I semplici lapicidi impiegati nella costruzione
delle cattedrali medievali, ad esempio, si sentivano coinvolti “in prima
persona” nella realizzazione di un’opera che aveva per loro e per la stessa
comunità di riferimento un senso profondo incommensurabile. Quel lavoro,
insomma, non era considerato come il semplice tentativo di rimpolpare il
proprio curriculum con una nuova, transitoria, esperienza professionalizzante
(Daverio, presentando la scultura di un capomastro che tiene in testa una
scimmia – rappresentazione del diavolo –, nel museo dell’opera della Cattedrale
di Wӧrms, mostra ancora una volta come l’artigiano medievale sentisse il
bisogno di personalizzare quello che faceva - e lo faceva!- esprimendo nell’oggetto sé stesso).

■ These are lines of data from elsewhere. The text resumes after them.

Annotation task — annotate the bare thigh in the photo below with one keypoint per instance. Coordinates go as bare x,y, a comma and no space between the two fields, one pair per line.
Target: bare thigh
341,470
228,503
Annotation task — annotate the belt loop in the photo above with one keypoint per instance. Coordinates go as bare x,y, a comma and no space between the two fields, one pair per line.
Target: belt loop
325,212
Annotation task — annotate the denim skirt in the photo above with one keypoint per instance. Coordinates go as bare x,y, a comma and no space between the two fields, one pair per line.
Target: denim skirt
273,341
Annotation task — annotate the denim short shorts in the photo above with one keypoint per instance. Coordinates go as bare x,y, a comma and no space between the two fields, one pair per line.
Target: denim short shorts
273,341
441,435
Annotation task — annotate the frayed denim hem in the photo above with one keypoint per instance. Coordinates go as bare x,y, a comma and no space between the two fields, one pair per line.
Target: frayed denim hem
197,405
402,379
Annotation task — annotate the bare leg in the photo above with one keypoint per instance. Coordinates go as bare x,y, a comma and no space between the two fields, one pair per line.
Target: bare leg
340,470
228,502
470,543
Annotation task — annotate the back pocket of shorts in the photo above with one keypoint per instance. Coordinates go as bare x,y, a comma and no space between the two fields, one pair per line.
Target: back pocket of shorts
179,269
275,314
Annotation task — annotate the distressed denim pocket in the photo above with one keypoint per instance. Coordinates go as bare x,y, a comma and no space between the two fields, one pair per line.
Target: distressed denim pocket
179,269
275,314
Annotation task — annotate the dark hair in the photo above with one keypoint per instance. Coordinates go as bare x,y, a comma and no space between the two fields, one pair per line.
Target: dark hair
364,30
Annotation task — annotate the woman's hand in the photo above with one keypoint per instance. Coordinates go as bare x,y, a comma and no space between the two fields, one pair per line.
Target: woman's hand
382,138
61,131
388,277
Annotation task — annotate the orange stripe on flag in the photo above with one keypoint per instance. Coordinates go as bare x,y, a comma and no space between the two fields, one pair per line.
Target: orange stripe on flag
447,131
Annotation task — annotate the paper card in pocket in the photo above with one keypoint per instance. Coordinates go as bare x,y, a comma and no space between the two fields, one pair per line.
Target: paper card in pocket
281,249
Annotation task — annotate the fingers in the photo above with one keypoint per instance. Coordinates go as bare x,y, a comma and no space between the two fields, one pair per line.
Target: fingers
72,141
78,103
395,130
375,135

In tal senso, l’homo faber premoderno,
non ancora contaminato dalla produzione in serie e al netto delle misere
retribuzioni che riceveva, riusciva tuttavia a produrre oggetti di alto
livello, quando non addirittura delle vere e proprie “opere d’arte”. Ancora Cipolla
si chiede come ciò sia stato possibile, ammettendo che fattori “intangibili” e
non quantificabili, quali il gusto per la creazione, l’amore per il proprio
lavoro, l’orgoglio per la propria abilità, il “semplice” amor proprio, dovevano
avere un valore che nessuna moneta poteva interamente comprare (ancora
Nietzsche, a tal proposito, ricorda: “è
obbrobrioso avere un prezzo, per il quale non si resta più persone, bensì si
diventa ingranaggi”).
E’
possibile allora, in un’epoca esclusivamente economica e dove tutto
viene quantificato e ridotto a somma di denaro, abbozzare le basi per una nuova
etica del lavoro? Un’etica che preveda, primariamente, un
saper fare che sia indissolubilmente radicato a ciò che umanamente sei, perché
lavorare con piacere è, innanzitutto, il primario sintomo di produttività.
Un’etica che non debba sempre scovare inizialmente una nicchia di mercato,
un’offerta adeguata, un bacino di clienti, ma che produca innanzitutto ciò che
sente, che gli piace, che crede possa comunicarlo come persona, trovando magari
un “mercato” adeguato in quelle altre
persone che abbiano la stessa esigenza.
Un’etica
ribaltata, che non si risolva nel mercato e non veda nell’altro
solo un algido ed oggettivato consumatore da spennare. Un’etica del lavoro dal volto umano, fatta non da lavoratori ma da
uomini.
Perché alla fin fine si ha davvero
l’impressione che, come diceva Wilde: “il
lavoro sia il rifugio di coloro che non hanno nulla di meglio da fare”. Vivere per produrre e non, come accade
spesso anche oggi, produrre per vivere.